Obexal Docs

Docs/AI agents/Secret rotation

Agent secret rotation

Rotate an AI agent's client secret in one call, set an expiry so stale credentials die on their own, and script the rotation for real credential hygiene.

Confidential agents authenticate to the token endpoint with a client_secret. Secrets leak: they end up in logs, CI variables, forked repositories, and the agent that holds them often outlives the person who created it. Obexal treats rotation as a first-class operation and lets you give every secret an expiry date, enforced fail-closed.

Rotate a secret

POST /v1/admin/agents/{clientId}/secret generates a new secret, with an optional lifetime in the body. It requires the apps:manage permission, with an Admin API token (Authorization: Bearer obx_...) or a console session. In the console it is a sensitive action: a fresh MFA check is required. If your organization uses a custom domain, it replaces accounts.obexal.com.

curl -sS -X POST https://accounts.obexal.com/v1/admin/agents/$AGENT_ID/secret \
  -H "Authorization: Bearer $OBEXAL_API_TOKEN" \
  -H "Content-Type: application/json" \
  -d '{"ttlSeconds": 7776000}'
{
  "secret": "kJ2mX0aQ3vTzq8Rw5nY7cD1fH4bL6sN9pE0uG2iA5oM",
  "secretExpiresAt": "2026-09-30T09:14:03Z"
}

Three things to know:

  • The secret is shown once. Only its SHA-256 is stored: nobody, including Obexal, can display it again. Put it in your secret manager immediately.
  • The old secret stops working immediately. There is no overlap window with two valid secrets: update the agent's deployment right after rotating.
  • Only confidential clients have a secret. Rotating a public agent (PKCE, no secret) answers 400. ttlSeconds: 0 or omitted means a secret without expiry.
Warning

Because the previous secret ceases immediately, plan the rotation together with the redeployment of the agent that uses it.

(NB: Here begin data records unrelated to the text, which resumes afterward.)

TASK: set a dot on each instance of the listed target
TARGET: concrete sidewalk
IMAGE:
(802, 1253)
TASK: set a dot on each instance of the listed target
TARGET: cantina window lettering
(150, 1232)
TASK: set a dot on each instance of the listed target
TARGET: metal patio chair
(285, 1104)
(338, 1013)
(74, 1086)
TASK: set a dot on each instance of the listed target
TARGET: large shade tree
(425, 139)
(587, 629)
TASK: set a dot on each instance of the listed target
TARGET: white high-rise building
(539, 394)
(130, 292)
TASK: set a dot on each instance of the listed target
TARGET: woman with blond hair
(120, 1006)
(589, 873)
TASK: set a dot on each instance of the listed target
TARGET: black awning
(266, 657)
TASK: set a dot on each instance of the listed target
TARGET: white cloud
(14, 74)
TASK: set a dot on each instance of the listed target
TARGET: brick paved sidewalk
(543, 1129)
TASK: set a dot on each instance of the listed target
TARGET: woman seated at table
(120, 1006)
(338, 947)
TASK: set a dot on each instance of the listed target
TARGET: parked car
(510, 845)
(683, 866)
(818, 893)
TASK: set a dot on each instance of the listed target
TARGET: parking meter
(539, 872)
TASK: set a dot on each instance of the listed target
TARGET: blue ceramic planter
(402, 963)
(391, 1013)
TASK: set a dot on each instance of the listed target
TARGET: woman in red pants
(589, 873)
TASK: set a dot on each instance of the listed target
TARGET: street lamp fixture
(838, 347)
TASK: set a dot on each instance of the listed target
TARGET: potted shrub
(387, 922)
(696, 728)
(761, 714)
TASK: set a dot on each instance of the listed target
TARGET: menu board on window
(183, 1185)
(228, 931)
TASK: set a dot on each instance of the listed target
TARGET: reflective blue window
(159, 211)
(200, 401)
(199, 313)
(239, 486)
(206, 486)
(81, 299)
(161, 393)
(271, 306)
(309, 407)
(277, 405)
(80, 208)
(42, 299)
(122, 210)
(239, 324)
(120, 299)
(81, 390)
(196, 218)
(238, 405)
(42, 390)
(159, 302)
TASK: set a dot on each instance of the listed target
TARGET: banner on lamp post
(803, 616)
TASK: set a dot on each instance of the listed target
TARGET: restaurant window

Expiry is enforced fail-closed

When secretExpiresAt has passed, authentication at the token endpoint is refused with invalid_client, even if the presented secret value is correct. An expired secret cannot be quietly kept in service: the only way forward is a rotation. Each refused attempt also raises an expired_secret anomaly, see Kill switch and anomaly detection.

The agent inventory (GET /v1/admin/agents and the console) exposes secretExpiresAt and secretExpired for every confidential agent; an expired secret shows as a red "secret expired" badge so it never goes unnoticed.

Choosing a lifetime

The console proposes the same values you can pass as ttlSeconds:

LifetimettlSeconds
No expiry0
30 days2592000
90 days7776000
1 year31536000

A good default is 90 days. Use 30 days for agents with broad scopes or sensitive audiences, and reserve "no expiry" for cases where you already rotate on a strict external schedule.

Script the rotation

The best practice is a regular, scripted rotation through the API, for example from a scheduled job:

#!/bin/sh
# Rotate the agent secret (new 90-day lifetime) and store it.
RESP=$(curl -sS -X POST "https://accounts.obexal.com/v1/admin/agents/$AGENT_ID/secret" \
  -H "Authorization: Bearer $OBEXAL_API_TOKEN" \
  -H "Content-Type: application/json" \
  -d '{"ttlSeconds": 7776000}')
printf '%s' "$RESP" | jq -r '.secret' | secret-store put "agents/$AGENT_ID/client_secret"
# Then redeploy or reload the agent so it picks up the new secret.

Setting an expiry turns the schedule into a dead man's switch: if the rotation job silently breaks, the old secret dies at its expiry date instead of living forever.

Audit trail

Every rotation is written to the audit log as admin.agent.secret_rotated, targeting agent:<clientId>, with the new secretExpiresAt in the metadata when one was set. Combined with the expired_secret anomaly, you can prove both that rotations happen and that expired credentials are actually refused.